When you create a task, the platform orchestrates it through these states:

flowchart LR
    S[SUBMITTED] --> H[HYDRATING]
    H --> R[RUNNING]
    R <--> A[AWAITING_APPROVAL]
    R --> C[COMPLETED]
    R --> F[FAILED]
    R --> X[CANCELLED]
    R --> T[TIMED_OUT]
    A --> X
    H --> F
    H --> X
    S --> F
    S --> X

The orchestrator uses Lambda Durable Functions to manage the lifecycle durably - long-running tasks (up to 9 hours) survive transient failures and Lambda timeouts. The agent commits work regularly, so partial progress is never lost.

StatusMeaning
PENDING_UPLOADSInitial state while presigned attachment uploads are pending confirmation
SUBMITTEDTask accepted; orchestrator invoked asynchronously
HYDRATINGOrchestrator passed admission control; assembling the agent payload
RUNNINGAgent session started and actively working on the task
AWAITING_APPROVALAgent paused at a Cedar HITL gate; waiting for your approve or deny decision. See Approval gates.
FINALIZINGAgent session ended; task is wrapping up (post-session hooks / PR finalization) before reaching a terminal state
COMPLETEDAgent finished and created a PR (or determined no changes were needed)
FAILEDSomething went wrong - pre-flight check failed, concurrency limit reached, guardrail blocked the content, or the agent encountered an error
CANCELLEDTask was cancelled by the user
TIMED_OUTTask exceeded the maximum allowed duration (~8 hours, the AgentCore max session duration; the orchestrator safety-net timer is slightly longer)
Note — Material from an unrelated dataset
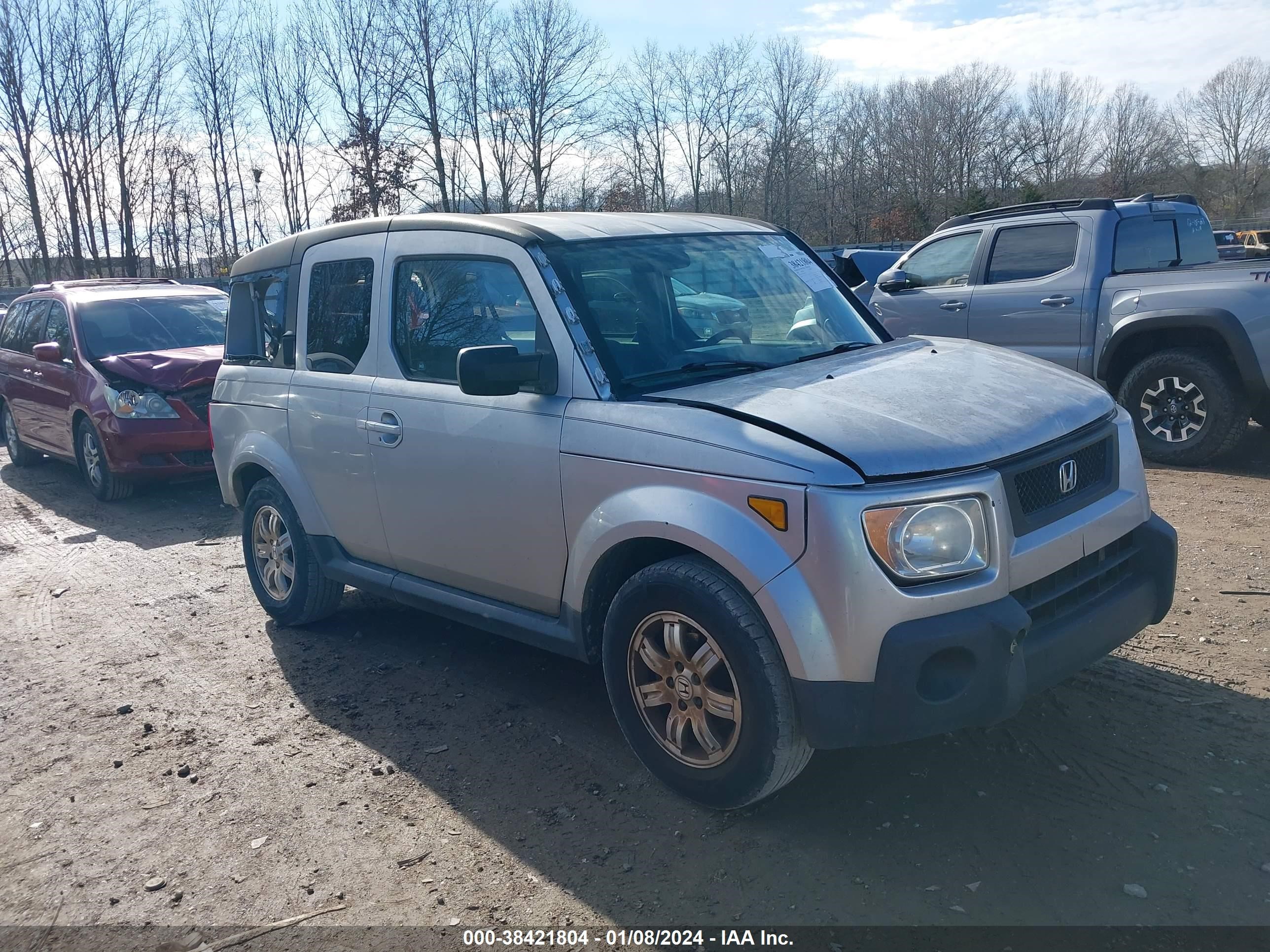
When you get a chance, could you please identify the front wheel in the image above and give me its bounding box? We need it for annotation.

Terminal states: COMPLETED, FAILED, CANCELLED, TIMED_OUT. AWAITING_APPROVAL is not terminal — a decision (or an approval-timeout) always flips it back to RUNNING or onto a terminal state.

Task records in terminal states are automatically deleted after 90 days (configurable via taskRetentionDays).

Each user can run up to 3 tasks concurrently by default (configurable via maxConcurrentTasksPerUser on the TaskOrchestrator CDK construct). If you exceed the limit, the task fails with a concurrency message. Wait for an active task to complete, or cancel one, then retry.

There is no system-wide cap - the theoretical maximum is number_of_users * per_user_limit. The hard ceiling is the AgentCore concurrent sessions quota for your AWS account (check the AWS Service Quotas console for Bedrock AgentCore in your region).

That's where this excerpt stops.